The Washington Monthly, a magazine of ideas from the liberal-left, has a profile of me and my paper with Nathan Goldschlag, Is regulation to blame for the decline in American entrepreneurship? The profile ups the “libertarian says regulation not responsible for bad thing!” angle. My earlier paper, finding that more guns leads to more suicides, was also given the “even a libertarian says” angle. In both cases, I was treated fairly and well and since I wrote the papers to be read, I am happy for the publicity. But I am uncomfortable with these takes.
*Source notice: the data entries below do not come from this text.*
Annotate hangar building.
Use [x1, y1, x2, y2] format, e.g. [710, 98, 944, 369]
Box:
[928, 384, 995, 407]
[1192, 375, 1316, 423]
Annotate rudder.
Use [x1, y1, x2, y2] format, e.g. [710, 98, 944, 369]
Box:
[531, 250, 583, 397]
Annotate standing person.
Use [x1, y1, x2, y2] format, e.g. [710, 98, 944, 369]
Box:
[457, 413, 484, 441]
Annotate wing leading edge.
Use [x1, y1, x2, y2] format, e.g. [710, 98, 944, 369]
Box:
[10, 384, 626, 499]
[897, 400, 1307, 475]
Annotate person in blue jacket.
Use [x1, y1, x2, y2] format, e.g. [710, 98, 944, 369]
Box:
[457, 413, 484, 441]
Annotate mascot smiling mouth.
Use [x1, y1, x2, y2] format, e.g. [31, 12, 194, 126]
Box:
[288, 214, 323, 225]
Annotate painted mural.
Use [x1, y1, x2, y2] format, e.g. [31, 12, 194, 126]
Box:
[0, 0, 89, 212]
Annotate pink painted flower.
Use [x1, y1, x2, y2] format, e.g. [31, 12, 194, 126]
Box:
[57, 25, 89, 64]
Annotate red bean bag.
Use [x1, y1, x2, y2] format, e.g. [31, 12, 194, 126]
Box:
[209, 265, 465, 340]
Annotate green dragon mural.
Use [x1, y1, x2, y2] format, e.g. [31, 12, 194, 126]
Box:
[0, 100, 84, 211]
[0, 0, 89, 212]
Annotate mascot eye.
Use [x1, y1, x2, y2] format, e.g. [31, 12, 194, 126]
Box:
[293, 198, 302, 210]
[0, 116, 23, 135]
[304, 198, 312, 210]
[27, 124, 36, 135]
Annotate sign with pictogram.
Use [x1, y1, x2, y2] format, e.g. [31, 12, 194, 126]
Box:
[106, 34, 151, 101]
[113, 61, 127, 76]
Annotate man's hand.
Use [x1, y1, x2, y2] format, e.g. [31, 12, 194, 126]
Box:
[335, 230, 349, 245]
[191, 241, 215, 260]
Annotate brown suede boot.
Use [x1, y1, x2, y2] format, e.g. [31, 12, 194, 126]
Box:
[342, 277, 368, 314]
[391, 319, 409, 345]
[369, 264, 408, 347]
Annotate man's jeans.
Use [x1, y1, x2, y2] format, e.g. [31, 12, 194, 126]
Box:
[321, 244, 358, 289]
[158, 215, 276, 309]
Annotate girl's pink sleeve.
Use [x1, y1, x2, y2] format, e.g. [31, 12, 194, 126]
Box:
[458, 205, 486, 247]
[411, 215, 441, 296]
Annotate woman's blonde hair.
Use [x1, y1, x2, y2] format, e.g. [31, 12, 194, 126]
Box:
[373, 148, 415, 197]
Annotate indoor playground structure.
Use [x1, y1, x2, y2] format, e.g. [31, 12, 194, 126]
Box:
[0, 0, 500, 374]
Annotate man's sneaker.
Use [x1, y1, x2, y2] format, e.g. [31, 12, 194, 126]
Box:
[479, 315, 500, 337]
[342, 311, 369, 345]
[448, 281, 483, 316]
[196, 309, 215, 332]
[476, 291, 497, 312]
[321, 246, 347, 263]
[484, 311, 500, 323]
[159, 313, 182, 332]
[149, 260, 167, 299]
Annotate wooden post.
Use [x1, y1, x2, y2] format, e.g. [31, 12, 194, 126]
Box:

After all, I am not surprised that my research is not biased by partisanship. Why should other people be? Should I not be insulted? Moreover, I don’t think that I am special in this regard. I think that most academic research in economics is not biased by partisanship. Thus, while it’s nice to receive plaudits on twitter for honesty and bravery, they are undeserved. This is normal. Normal for me and normal for other economists. The public perception to the contrary likely comes from two failures–a failure to distinguish partisan commentary from academic research and a failure to consider that ideology influences topic more than findings.
Economic commentary in the media often does come from political partisans but that is a completely different role than publishing peer-reviewed research. Papers published in mainstream economics journals have passed a high bar and are much less likely to be infused with partisan bias–this is true even when the research leads to a blog post or op-ed that may be of partisan interest.
An economist’s ideology probably does influence the topics they choose to research. I’ve written on bounty hunters, privateers, and the private provision of public goods, topics surely influenced by my interest in how markets solve problems usually thought solvable only by governments. Choice of topic, however, does not necessarily determine the outcome. In the aforementioned three cases, my research can be read as broadly supportive of private solutions. The topics of dynamism and regulation, firearms and suicides, and private cities in India were probably also influenced by ideology but in these cases the research can be read as somewhat less supportive of private solutions.1 Let the chips fall where they may. I’ve learnt something in both sets of cases. My academic ideology, “a demand to know the truth,” trumps any narrow political ideology.
There’s another problem with praising a “libertarian”, or any researcher with strong beliefs, for honesty when their research conclusions don’t fit narrow priors. It puts their research that does fit narrow priors under a cloud. But only people with strong beliefs are put to this test. No one gets suspicious when a moderate democrat produces lots of research that fits moderate democrat priors. Why not? Do you assume reality is moderate?
I also wonder whether the people lauding me for my honest research–for which I thank them–will draw the correct conclusion. Namely, they should now be more receptive to my work on bounty hunters, privateers, and the private provision of public goods. Fingers crossed.
Let me conclude on a lighter note. There are many reasons why regulation could be costly outside of its effects on dynamism. Thus, for my friends who think that I have gone all-squishy, n.b.:
Not that Tabarrok himself has become a booster for regulation. He doesn’t think much of government’s ability to spark innovation through setting standards; the first thing he did when he last bought a new shower head, he said, was remove its federally mandated flow restrictor.
Read the whole thing.
Addendum 1: I have also written many papers like Would the Borda Count have Avoided the Civil War? and Patent Theory versus Patent Law where the topic was driven out of some non-ideological interest or simply because I had an idea. Publish or perish!